Os principais partidos da oposição (Primeiro Justicia, Voluntad Popular e Accíon Democrática) estão com os registros vencidos no Conselho Nacional Eleitoral e, em pouco mais de dois meses, não terão tempo suficiente para se regularizar. Além disso, a coalizão Mesa da Unidade Democrática foi proibida de concorrer. O Tribunal Superior de Justiça ordenou ao Poder Eleitoral a desintegração da aliança na renovação alegando dupla militância. “O cenário é muito desfavorável para a oposição”, alerta Ana Carolina Pedroso, pesquisadora do Instituto de Estudos Econômicos e Internacionais da Unesp.

Quem precisa de concorrentes?: o presidente Nicolás Maduro antecipou a eleição num momento em que a oposição está sem registro eleitoral (Crédito:Stringer / Anadolu Agency)

A manobra do governo venezuelano para a reeleição de Maduro gerou reprovação de diversos países. Estados Unidos, União Europeia e o Grupo de Lima anunciaram que não vão reconhecer as eleições. O posicionamento aprofunda o isolamento do país e a crise interna. A oposição corre contra o tempo para consolidar um nome para a disputa. Henrique Capriles e Leopoldo López, que são os mais carismáticos, estão impedidos de disputar as eleições. O empresário Lorenzo Mendoza, presidente do conglomerado empresarial Polar, surge como uma figura capaz de enfrentar Maduro nas urnas. Ele é praticamente um dos únicos empresários sobreviventes do falido parque industrial venezuelano. Mas Mendonza ainda não demonstrou intenção de ingressar na política.

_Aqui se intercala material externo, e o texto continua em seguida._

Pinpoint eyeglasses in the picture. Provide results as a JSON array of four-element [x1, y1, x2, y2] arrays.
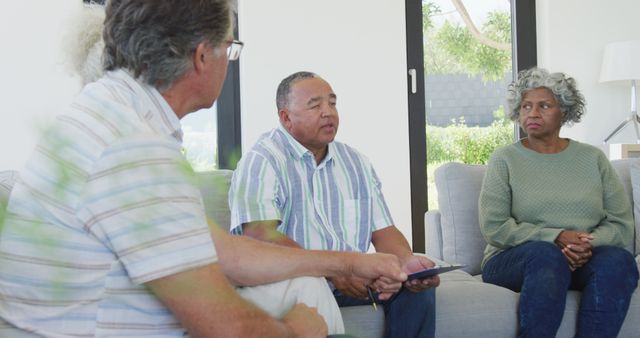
[[226, 40, 244, 61]]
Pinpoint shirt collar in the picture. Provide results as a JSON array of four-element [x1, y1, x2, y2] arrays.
[[108, 69, 182, 142], [278, 125, 336, 167]]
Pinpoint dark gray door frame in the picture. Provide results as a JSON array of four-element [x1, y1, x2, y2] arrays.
[[405, 0, 537, 252]]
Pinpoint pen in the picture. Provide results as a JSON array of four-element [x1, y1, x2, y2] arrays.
[[367, 286, 378, 311]]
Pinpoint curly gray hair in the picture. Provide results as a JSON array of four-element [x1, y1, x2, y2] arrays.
[[103, 0, 233, 91], [507, 67, 585, 125]]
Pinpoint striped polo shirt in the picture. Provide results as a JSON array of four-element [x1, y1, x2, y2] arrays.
[[0, 71, 217, 337], [229, 127, 393, 252]]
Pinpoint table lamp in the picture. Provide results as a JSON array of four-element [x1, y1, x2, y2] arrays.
[[600, 40, 640, 143]]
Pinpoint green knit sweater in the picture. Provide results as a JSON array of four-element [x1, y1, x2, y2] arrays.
[[479, 140, 633, 267]]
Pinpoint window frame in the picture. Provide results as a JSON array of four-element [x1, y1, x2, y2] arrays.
[[405, 0, 537, 253]]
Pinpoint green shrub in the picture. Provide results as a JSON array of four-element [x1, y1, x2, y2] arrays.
[[426, 115, 514, 164]]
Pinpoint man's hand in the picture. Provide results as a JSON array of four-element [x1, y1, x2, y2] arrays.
[[402, 255, 440, 292], [348, 253, 407, 284], [555, 230, 593, 271], [327, 277, 369, 299], [282, 303, 328, 338]]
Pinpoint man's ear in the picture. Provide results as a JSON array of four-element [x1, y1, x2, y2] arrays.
[[278, 108, 291, 130], [193, 42, 211, 73]]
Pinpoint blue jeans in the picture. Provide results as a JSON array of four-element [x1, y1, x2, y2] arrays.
[[333, 288, 436, 338], [482, 241, 638, 338]]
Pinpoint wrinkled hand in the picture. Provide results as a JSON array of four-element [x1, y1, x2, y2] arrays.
[[282, 303, 329, 338], [555, 230, 593, 271], [327, 277, 370, 299], [402, 255, 440, 292], [349, 253, 407, 286]]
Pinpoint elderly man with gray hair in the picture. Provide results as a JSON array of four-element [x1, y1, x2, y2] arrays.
[[0, 0, 407, 337]]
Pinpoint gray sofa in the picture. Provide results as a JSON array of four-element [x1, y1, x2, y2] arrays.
[[425, 160, 640, 338], [0, 161, 640, 338]]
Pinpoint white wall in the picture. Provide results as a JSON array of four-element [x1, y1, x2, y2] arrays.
[[0, 0, 82, 170], [536, 0, 640, 152], [238, 0, 411, 242]]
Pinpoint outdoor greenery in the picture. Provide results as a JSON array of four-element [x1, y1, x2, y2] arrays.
[[426, 109, 513, 165], [422, 1, 511, 81], [422, 0, 514, 210]]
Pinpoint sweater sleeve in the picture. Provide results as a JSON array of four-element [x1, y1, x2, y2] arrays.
[[478, 152, 562, 250], [591, 154, 634, 247]]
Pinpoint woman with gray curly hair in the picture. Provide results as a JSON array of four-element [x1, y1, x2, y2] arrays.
[[479, 68, 638, 337]]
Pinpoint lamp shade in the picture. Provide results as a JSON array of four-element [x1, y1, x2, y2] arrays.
[[600, 40, 640, 82]]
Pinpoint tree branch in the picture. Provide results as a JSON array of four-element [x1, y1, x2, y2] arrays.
[[451, 0, 511, 51]]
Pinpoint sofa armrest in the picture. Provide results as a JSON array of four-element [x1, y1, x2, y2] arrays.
[[424, 210, 444, 260]]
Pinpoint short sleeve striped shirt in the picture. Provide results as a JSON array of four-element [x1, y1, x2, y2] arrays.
[[0, 71, 217, 337], [229, 127, 393, 252]]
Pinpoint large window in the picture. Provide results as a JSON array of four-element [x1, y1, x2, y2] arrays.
[[406, 0, 536, 251]]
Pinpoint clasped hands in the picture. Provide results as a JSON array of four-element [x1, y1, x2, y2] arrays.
[[555, 230, 593, 271], [328, 254, 440, 300]]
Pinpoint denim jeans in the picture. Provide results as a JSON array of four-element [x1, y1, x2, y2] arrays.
[[333, 288, 436, 338], [482, 241, 638, 338]]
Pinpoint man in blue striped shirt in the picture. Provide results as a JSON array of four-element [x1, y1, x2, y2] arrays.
[[229, 72, 440, 337], [0, 0, 407, 338]]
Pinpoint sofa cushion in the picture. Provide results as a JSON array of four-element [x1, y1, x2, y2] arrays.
[[434, 162, 487, 275], [0, 170, 18, 214], [196, 169, 233, 231], [624, 159, 640, 255]]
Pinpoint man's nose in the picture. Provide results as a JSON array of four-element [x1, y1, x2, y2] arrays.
[[320, 103, 336, 117], [529, 106, 540, 117]]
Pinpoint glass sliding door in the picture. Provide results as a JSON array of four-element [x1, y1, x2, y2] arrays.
[[406, 0, 536, 251]]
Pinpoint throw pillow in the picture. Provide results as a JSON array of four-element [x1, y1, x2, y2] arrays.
[[434, 162, 487, 275]]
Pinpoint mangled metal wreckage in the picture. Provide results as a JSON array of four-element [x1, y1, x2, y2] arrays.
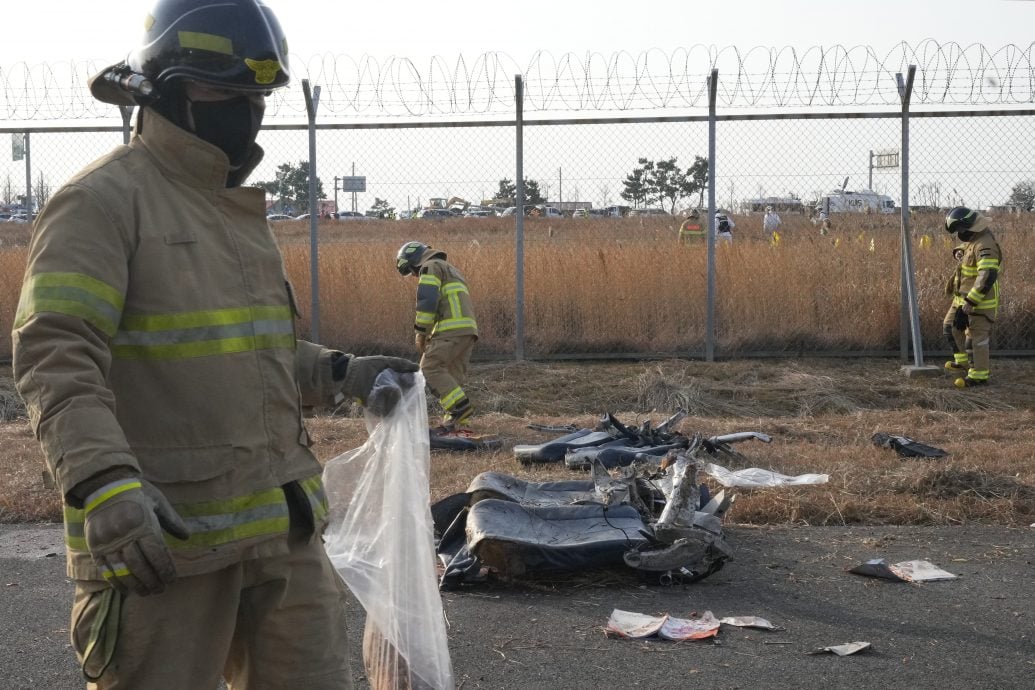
[[432, 415, 768, 589]]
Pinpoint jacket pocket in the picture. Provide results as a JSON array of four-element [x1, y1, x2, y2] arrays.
[[134, 445, 235, 484], [71, 583, 123, 682]]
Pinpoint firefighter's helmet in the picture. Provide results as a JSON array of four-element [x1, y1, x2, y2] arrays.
[[945, 206, 978, 235], [395, 242, 431, 275], [126, 0, 291, 92]]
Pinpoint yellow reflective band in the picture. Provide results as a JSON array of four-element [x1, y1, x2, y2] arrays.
[[14, 273, 124, 337], [84, 479, 142, 515], [417, 273, 442, 288], [176, 31, 234, 55], [439, 386, 465, 410], [244, 58, 280, 85]]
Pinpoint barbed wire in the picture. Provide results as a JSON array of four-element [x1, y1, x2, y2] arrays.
[[0, 39, 1035, 121]]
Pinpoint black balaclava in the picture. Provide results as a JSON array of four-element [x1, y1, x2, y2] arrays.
[[153, 82, 264, 177]]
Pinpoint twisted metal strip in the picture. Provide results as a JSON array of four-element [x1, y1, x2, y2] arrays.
[[0, 39, 1035, 121]]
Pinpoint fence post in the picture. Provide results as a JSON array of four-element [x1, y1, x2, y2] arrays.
[[119, 106, 134, 144], [302, 79, 320, 342], [895, 65, 923, 368], [705, 69, 718, 362], [514, 74, 525, 361], [25, 132, 32, 223]]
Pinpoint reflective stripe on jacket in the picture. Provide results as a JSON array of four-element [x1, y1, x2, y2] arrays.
[[413, 249, 478, 336], [13, 109, 335, 579]]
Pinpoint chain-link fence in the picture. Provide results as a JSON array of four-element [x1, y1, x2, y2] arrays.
[[0, 49, 1035, 358]]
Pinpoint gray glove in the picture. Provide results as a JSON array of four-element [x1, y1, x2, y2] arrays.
[[335, 356, 420, 416], [84, 477, 190, 596]]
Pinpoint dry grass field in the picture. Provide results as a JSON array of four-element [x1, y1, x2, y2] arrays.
[[0, 358, 1035, 526], [0, 214, 1035, 358]]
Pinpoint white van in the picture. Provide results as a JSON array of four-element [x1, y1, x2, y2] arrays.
[[816, 189, 895, 215]]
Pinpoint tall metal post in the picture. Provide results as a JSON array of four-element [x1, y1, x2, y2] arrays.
[[119, 106, 134, 144], [302, 79, 320, 342], [705, 69, 718, 362], [514, 74, 525, 361], [25, 132, 32, 222], [895, 65, 923, 367]]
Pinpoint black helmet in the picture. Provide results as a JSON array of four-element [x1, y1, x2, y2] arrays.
[[126, 0, 291, 92], [395, 242, 431, 275], [945, 206, 978, 235]]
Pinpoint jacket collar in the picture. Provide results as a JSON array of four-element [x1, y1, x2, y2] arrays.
[[129, 108, 263, 189]]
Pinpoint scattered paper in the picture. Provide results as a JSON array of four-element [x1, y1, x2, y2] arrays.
[[849, 559, 958, 582], [608, 608, 669, 637], [809, 642, 870, 657], [657, 611, 718, 640], [718, 616, 783, 630], [608, 608, 719, 640], [705, 462, 830, 488]]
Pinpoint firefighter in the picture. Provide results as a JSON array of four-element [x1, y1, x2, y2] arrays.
[[395, 242, 478, 437], [679, 209, 708, 242], [12, 0, 417, 690], [942, 206, 1003, 388]]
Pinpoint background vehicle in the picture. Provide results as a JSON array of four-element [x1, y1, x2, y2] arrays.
[[816, 177, 895, 215]]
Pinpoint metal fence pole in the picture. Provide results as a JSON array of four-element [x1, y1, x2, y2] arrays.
[[514, 74, 525, 360], [895, 65, 923, 367], [705, 69, 718, 362], [119, 106, 134, 144], [25, 132, 32, 222], [302, 79, 320, 342]]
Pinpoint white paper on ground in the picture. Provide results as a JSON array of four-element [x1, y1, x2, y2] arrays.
[[657, 611, 718, 640], [323, 369, 455, 689], [608, 608, 669, 637], [705, 462, 830, 488]]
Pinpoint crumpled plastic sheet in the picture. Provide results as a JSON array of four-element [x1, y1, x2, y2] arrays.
[[323, 369, 455, 690], [704, 462, 830, 488]]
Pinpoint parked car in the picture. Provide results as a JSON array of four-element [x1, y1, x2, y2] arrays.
[[628, 208, 672, 217]]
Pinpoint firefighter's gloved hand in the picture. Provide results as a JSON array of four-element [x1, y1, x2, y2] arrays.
[[952, 306, 970, 331], [84, 477, 190, 595], [334, 356, 420, 416]]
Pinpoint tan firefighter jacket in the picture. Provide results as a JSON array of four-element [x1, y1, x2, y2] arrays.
[[413, 249, 478, 337], [952, 221, 1003, 321], [13, 109, 336, 579]]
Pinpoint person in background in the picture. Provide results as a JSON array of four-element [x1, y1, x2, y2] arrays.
[[12, 0, 417, 690], [762, 206, 783, 240], [943, 206, 1003, 388], [395, 242, 478, 437], [715, 210, 737, 244]]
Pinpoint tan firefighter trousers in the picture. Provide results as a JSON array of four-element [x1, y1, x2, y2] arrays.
[[420, 335, 478, 424], [71, 523, 353, 690]]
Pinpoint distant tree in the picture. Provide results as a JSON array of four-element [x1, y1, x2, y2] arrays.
[[618, 165, 647, 206], [621, 156, 708, 213], [686, 156, 708, 208], [32, 171, 51, 208], [256, 160, 324, 209], [496, 177, 546, 206], [1007, 180, 1035, 211]]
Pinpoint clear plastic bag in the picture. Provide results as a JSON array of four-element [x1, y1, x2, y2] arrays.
[[323, 370, 454, 690]]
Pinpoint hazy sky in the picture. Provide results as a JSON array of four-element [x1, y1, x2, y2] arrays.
[[0, 0, 1035, 65]]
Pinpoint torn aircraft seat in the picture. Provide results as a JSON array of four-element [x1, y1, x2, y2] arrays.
[[467, 499, 651, 576], [514, 429, 615, 464]]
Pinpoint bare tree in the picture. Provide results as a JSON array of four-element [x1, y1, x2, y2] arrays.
[[32, 171, 51, 208]]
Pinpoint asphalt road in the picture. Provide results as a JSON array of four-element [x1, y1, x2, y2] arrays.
[[0, 526, 1035, 690]]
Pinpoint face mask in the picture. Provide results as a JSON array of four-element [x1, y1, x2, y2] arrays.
[[187, 96, 265, 166]]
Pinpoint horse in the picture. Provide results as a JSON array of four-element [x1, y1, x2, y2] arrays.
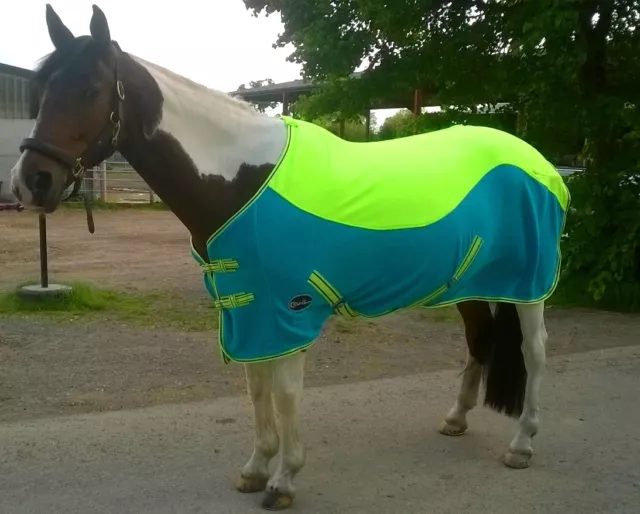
[[11, 5, 569, 510]]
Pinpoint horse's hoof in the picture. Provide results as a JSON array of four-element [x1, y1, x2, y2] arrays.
[[504, 451, 533, 469], [262, 491, 293, 510], [236, 475, 269, 493], [440, 421, 469, 436]]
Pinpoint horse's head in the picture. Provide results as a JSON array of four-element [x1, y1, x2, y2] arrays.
[[11, 5, 125, 212]]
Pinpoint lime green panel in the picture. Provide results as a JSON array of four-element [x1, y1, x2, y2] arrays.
[[269, 117, 569, 230]]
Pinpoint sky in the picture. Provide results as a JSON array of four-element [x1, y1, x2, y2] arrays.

A decisão de antecipar as eleições fez eclodir uma nova onda de protestos entre os venezuelanos. O país está assistindo a sua força de trabalho minguar. A taxa de desemprego pode chegar a 29,7% este ano e subir a 37,8% em 2022. O Fundo Monetário Internacional projeta uma queda de 15% do PIB de US$ 371 bilhões em 2018. Em uma carta aberta enviada ao presidente, um grupo de economistas é pessimista sobre a inflação: eles acreditam que ela pode chegar a 400.000%. A inflação no país não é calculada desde 2015, mas é sentida nas prateleiras quase vazias. O salário mínimo dos venezuelanos corresponde a 456 mil bolívares. Para comprar alguns itens básicos como açúcar, os venezuelanos precisam desembolsar cerca de 155 mil bolívares, um terço do salário. “A economia está em uma situação muito grave e as eleições presidências agravam essa situação”, diz o economista Richard Obuchi da ODH, consultoria venezuelana de políticas públicas.

O efeito das eleições venezuelanas chegou ao Brasil. Na semana passada, quatro deputados de Roraima pediram ajuda ao presidente Michel Temer para a construção de um campo de refugiados na fronteira. O número de imigrantes venezuelanos que entram pelo Brasil ultrapassa 40 mil. O número cresce a cada dia. Das 33 mil solicitações de refúgio ao governo brasileiro, 17 mil eram de venezuelanos, segundo dados do Comitê Nacional para Refugiados. Os pedidos vindos da população da Venezuela aumentaram 228%, em 2017. Como a inflação, esse número tende crescer exponencialmente.